What made Hines' career more special was his wife, Mary, who spent more than 25 years assisting him with statistics, media guides, game programs, posters and other publications. Mary passed away on August 23, 2012, after a battle with pancreatic cancer. Ron and Mary were inducted as part of the 2012 SEMO Athletics Hall of Fame Class.
 
Prior to that, Hines received a Lifetime Achievement Award from CoSIDA. Hines is just the third full-time sports information director to be inducted into the OVC Hall of Fame.

Richmond served as Southeast Missouri State's head softball coach for 32 years (1982-2014), compiling a record of 884-710-4, establishing herself as the winningest coach in OVC history. Under her leadership, SEMO claimed five consecutive OVC regular-season championships (1995-99) and five OVC Tournament titles, earning five NCAA Tournament appearances.

In 1992, she successfully ushered SEMO softball into the NCAA Division I era, guiding the program seamlessly into a new level of competition. During its Division I membership in the OVC, her teams reached the 30-win mark 10 times. She became just the 42nd coach in NCAA softball history to achieve 800 career victories, reaching that milestone in 2010, and then earned her 600th Division I win in 2013. 

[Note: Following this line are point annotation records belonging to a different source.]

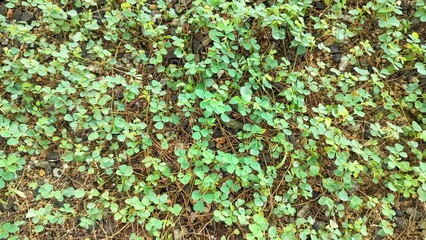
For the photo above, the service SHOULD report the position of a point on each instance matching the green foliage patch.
(178, 119)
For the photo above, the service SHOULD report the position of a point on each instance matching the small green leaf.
(420, 68)
(93, 136)
(343, 195)
(199, 206)
(79, 193)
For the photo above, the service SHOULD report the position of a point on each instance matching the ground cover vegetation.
(180, 119)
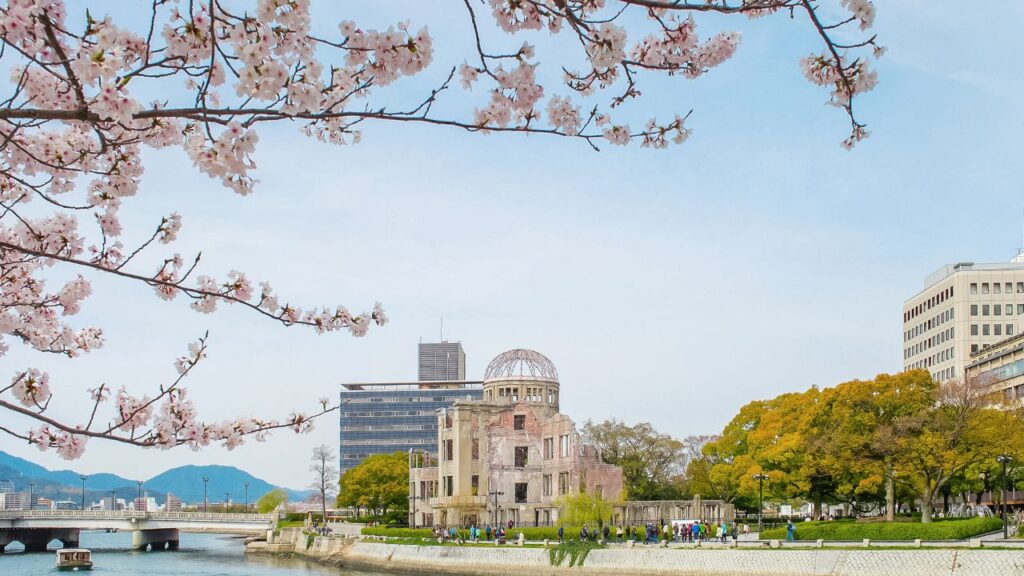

Richmond was named OVC Coach of the Year five times (1995, 1996, 1997, 1998, 2009) and her 1996 team produced one of the most dominant seasons in conference history, finishing 22-2 in OVC play and 39-9 overall. That team opened the season with 32 consecutive victories, the longest winning streak in program history.
 
She coached nine All-Americans, 37 first-team All-Conference selections, four OVC Players of the Year, three OVC Pitchers of the Year, and one OVC Freshman of the Year. Equally impressive was her commitment to academic achievement. Richmond's teams consistently ranked among the nation's top academic programs as recognized by the National Fastpitch Coaches Association (NFCA). SEMO ranked in the NFCA Top 10 academically for six consecutive years, and the 2002 team achieved the second-highest team GPA in the nation.

She was inducted into the Southeast Missouri State Athletics Hall of Fame in 2020 and the Missouri Sports Hall of Fame in 2016.

Taylor served as UT Martin's head tennis coach for 33 years, 27 of which came while members of the OVC. Coaching both the men's and women's programs, he reached the 500-win milestone in 2016 and retired after the 2019 fall semester with 535 career victories – then the fifth-most wins amongst active NCAA Division I head women's tennis coaches.
 
His seven OVC Coach of the Year awards are still a league record (two more than anybody else dating back to the inception of the award in 1977) as his teams combined to nab six OVC championships. A truly consistent winner, Taylor's women's squad appeared in the OVC Championship tournament a whopping 26 times in his 27 seasons at the helm.
 
Fresh off the heels of producing a pair of NCAA Division II men's national champions in 1991, it didn't take Taylor long to get acclimated to the NCAA Division I ranks. He guided the women's team to back-to-back OVC titles in 1994 and 1995 – UT Martin's second and third years as members of Division I. He also led the Skyhawk women to an OVC championship and first-ever berth in the NCAA Division I Tennis Regional in 2005 before adding regular season crowns in 2006, 2011 and 2016.
 
Overall, Taylor coached 13 All-Americans, five OVC Players of the Year, three OVC Freshmen of the Year and 74 all-conference honorees. Taylor was inducted into the UT Martin Athletics Hall of Fame in 2021 – joining nine of his former student-athletes.
 
As successful as Taylor's on-court accomplishments were, his team's academic achievements were equally impressive. His teams routinely produced a 3.75 team GPA or higher while five of his student-athletes were named OVC Scholar-Athletes. Four of his squads (two men's, two women's) generated OVC Team Academic Awards while his Skyhawk women's team received national recognition by the NCAA in 2014 as all eight players sported a 3.5 GPA or higher.